Figure 2.

ITGA2 is a target of miR-206 and promotes mammosphere formation and stemness factor expression. (A–B) ITGA2 mRNA (top panel) and protein (bottom panel) levels are reduced by transfected miR-206 in MDA-MB-231 cells, measured by qRT-PCR and immunoblotting, respectively. ***t-test P < 0.001. Error bars represent S.D. values. (C) CD49b surface protein expression inhibited by miR-206 in MDA-MB-231 cells, evaluated by flow cytometry. (D) Predicted binding sites between the complementary sequences of ITGA2 3’UTR (WT) and miR-206. The bottom line shows the mutated C to T (U, in red) within the interaction site of 3’UTR. (E) 3’UTR luciferase assay shows direct regulation of ITGA2 by miR-206, n = 3, **t-test P = 0.005. (F-G) Images (F) and quantified counts (G) of breast cancer cell-derived mammospheres upon siITGA2 knockdown. **t-test P < 0.01. Error bars represent S.D. values. Scale bars = 25 μm (H-I) siITGA2 transfection depletes CD49b protein expression, measured by immunoblotting (H) and flow cytometry analyses (I). (J) Immunoblots to detect reduced expression of CD49b, phosphorylated FAK (pFAK), and OCT3/4 levels without affecting total FAK levels upon ITGA2 KD or miR-206 upregulation. (K) Left panel: Flow histogram of CD49b expression in control and siITGA2-transfected cells and gated sorting of CD49b⁺⁺ and CD49b^low/- populations, respectively.

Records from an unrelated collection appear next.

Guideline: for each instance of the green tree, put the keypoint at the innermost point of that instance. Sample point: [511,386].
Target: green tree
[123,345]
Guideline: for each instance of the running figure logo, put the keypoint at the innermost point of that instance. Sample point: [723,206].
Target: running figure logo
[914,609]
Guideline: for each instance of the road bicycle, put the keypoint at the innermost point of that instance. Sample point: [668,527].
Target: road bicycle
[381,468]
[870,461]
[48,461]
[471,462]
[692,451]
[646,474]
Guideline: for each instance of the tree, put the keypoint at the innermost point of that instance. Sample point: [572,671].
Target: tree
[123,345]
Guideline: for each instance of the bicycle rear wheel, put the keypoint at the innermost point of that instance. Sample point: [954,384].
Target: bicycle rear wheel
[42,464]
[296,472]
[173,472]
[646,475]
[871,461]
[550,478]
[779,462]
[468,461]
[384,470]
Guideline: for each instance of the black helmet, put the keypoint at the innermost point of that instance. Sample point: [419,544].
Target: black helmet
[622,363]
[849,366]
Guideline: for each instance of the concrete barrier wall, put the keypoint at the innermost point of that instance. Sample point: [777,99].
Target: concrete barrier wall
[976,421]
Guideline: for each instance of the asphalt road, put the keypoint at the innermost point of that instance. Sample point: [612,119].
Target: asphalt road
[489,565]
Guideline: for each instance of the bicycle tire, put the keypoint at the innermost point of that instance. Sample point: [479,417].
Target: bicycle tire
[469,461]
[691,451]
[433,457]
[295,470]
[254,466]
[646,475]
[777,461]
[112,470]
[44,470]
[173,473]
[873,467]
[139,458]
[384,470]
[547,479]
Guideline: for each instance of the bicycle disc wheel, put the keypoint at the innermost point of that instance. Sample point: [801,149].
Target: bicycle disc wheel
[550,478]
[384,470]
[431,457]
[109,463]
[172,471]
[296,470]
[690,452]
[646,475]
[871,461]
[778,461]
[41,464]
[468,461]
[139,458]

Right panel: Bioluminescent images of CD49b⁺⁺ and CD49b^low/- implants of 100–1000 cells from day 1–10 (D1-D10). (L) Left panel: Fold change of tumor burden (total photons) to Day 1 (D1) from D1-D20. ** t-test P = 0.007 on D20. Error bars represent S.D. values. Right panel: Weight of tumors derived from CD49b++ and CD49b^−/low cells, orthotopically implanted at 100–1000 cells (t-test **P = 0.008).